Bar graphs, also called bar charts, compare values between categorical data over a period of time by using rectangular bars. Bar charts might be little easier to create than some other types of graphs that might take a long time to construct. The figure below shows a bar graph.

Vertical bar graph

The information displayed in the bar graph above is straightforward. It tells how many days of snow there were during the month of December, January, February, and March.

For example, in December there were two days of snow and in February there were fourteen days of snow.

If the bar does not extend to the next line on the scale, just approximate the value.

For the month of March, the bar does not extend all the way to four. However, a close look shows that the bar is between 4 and 2. Therefore, a good approximation is 3, or 3 days of snow in March.

Parts of a bar graph

A bar graph has the following 5 parts

  • Title
  • Categories
  • Scale
  • Labels
  • Rectangular bars

The title tells what the bar graph is about. For example, the title of the bar graph above is "Days of Snow"

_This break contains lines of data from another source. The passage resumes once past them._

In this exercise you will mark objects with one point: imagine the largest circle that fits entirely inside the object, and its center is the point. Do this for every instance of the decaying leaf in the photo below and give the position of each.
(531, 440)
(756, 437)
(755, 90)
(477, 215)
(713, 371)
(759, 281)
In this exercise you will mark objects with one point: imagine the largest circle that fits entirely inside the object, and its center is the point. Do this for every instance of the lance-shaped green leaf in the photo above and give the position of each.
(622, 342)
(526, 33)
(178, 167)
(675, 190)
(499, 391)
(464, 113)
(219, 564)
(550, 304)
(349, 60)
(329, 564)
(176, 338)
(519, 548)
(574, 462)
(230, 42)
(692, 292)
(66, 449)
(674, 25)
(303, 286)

The categories show the categorical data that you are trying to compare. For example, December, January, February, and March are the different categories you are trying to compare. Each category, such as January, is a categorical variable. Categories are usually displayed on the x-axis.

The scale shows the amounts for the categories and the interval that is used to compare the categories. The scale is usually displayed on the y-axis.

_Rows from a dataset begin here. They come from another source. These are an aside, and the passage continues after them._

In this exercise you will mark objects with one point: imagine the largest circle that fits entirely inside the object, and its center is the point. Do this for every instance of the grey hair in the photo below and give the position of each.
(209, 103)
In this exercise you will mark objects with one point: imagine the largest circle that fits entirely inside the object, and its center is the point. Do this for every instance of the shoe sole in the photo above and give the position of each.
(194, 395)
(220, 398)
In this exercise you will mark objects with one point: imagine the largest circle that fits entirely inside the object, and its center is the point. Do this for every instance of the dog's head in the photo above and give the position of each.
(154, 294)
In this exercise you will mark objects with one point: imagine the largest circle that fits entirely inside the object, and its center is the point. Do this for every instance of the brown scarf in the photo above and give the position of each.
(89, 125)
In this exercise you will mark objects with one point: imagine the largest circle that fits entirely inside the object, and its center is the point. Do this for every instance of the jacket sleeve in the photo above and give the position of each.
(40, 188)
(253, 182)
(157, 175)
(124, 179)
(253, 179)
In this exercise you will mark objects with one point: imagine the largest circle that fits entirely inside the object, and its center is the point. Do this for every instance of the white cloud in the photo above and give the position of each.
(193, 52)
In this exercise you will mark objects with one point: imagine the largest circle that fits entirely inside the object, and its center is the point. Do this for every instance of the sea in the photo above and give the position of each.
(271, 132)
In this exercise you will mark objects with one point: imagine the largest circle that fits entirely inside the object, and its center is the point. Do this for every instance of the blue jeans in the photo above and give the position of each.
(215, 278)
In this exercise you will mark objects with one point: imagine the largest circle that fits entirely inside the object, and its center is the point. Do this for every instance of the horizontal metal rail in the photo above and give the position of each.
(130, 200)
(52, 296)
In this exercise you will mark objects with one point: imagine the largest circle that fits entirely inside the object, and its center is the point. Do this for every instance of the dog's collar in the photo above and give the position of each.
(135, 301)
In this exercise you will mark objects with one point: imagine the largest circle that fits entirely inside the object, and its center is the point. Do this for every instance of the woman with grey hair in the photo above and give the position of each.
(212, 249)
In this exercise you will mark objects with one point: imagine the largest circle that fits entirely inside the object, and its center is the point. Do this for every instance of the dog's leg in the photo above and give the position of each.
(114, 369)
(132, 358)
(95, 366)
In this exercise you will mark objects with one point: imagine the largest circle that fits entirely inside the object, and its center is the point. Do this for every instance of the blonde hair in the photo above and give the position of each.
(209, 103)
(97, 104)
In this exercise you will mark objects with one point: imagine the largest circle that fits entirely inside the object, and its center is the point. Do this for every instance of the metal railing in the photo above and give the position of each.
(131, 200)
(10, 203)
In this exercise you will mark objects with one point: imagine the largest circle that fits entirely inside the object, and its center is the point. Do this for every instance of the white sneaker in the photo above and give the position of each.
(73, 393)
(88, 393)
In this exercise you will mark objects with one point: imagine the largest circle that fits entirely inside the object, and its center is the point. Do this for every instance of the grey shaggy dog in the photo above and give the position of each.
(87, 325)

There are two different labels on a bar graph, one for the categories and another one for the scale. The one for the categories tells you what the categories are about and the one for the scale shows what is being counted. For example, the label used for the categories is "Month" and the label used for the scale is "Number of Days of Snow"

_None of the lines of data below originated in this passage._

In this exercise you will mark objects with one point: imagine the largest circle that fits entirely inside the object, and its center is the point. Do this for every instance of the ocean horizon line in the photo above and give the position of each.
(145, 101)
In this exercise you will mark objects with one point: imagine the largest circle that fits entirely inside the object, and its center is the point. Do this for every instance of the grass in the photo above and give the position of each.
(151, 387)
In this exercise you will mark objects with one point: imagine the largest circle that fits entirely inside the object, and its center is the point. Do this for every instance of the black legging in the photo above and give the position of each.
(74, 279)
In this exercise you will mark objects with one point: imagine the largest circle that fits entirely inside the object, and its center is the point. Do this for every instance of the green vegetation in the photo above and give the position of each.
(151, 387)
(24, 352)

Finally, we use rectangular bars of equal width to show frequencies. The height of the rectangular bar represents the frequency of each category.

Types of bar graphs

Here are the 4 different types of bar graphs:

  • Vertical bar graph 
  • Horizontal bar graph
  • Grouped bar graph (also called multiple bar chart or clustered bar chart)
  • Stacked bar graph

The vertical bar graph is the most common type of bar graph. It is the one that you see in the figure above. 

Horizontal bar graphs

The bars do not have to be vertical. Information can be displayed as well with horizontal bar graphs as shown below. In a horizontal bar graph, the different categories are  displayed on the y-axis while the scale is displayed on the x-axis. 

Horizontal bar graph

Grouped bar graphs

When each category can have more than one value, you could use a grouped bar graph to display the data. The grouped bar graph below shows the math scores for 4 students in the 8th grade. Notice that a grouped bar graph includes a key at the bottom of the graph and different colors to represent the different values in each category.

For example, the red bar graph is the score on the final exam. Eric got a 60 on the final exam.

Grouped bar graph

Stacked bar graph

The stacked bar graph is similar to the grouped bar graph since each category can also have more than one value. However, with a stacked bar graph, just like the name implies, the values are stacked on top of each other.

In the graph below, the category called "Summer" has 3 values stacked on top of each and the amount of money the family spent during the summer on Restaurant/Ice cream is 1200 dollars.

Stacked bar graph

How to read information on bar graphs

Example:

Use the bar graph below to answer the following questions:

Bar graph
  • What is the scale of the bar graph?
  • What is the title of the graph?
  • How many student scored 80?
  • How many students got 60 on the test?
  • How many students took the test?
  • Why is there no bar above 100?
  • If the passing grade is 70, how many students passed?

Answers

a. The scale is on the left of the graph and the scale goes from 1 to 7 with an interval of 1.

b. The title is "score on a basic math test"

c. 6 students score 80

d. 4 students got 60

e. 1 student got 40, 2 students got 50, 4 students got 60, 3  students got 70, 6 students got 80, and 2 students got 90

1 + 2 + 4 + 3 + 6 + 2 = 18

So, 18 students took the test.

f. There is no bar above 100 because no one got 100 on the test.

g.

3  students got 70, 6 students got 80, and 2 students got 90

3 + 6 + 2 = 11. So 11 students passed the test.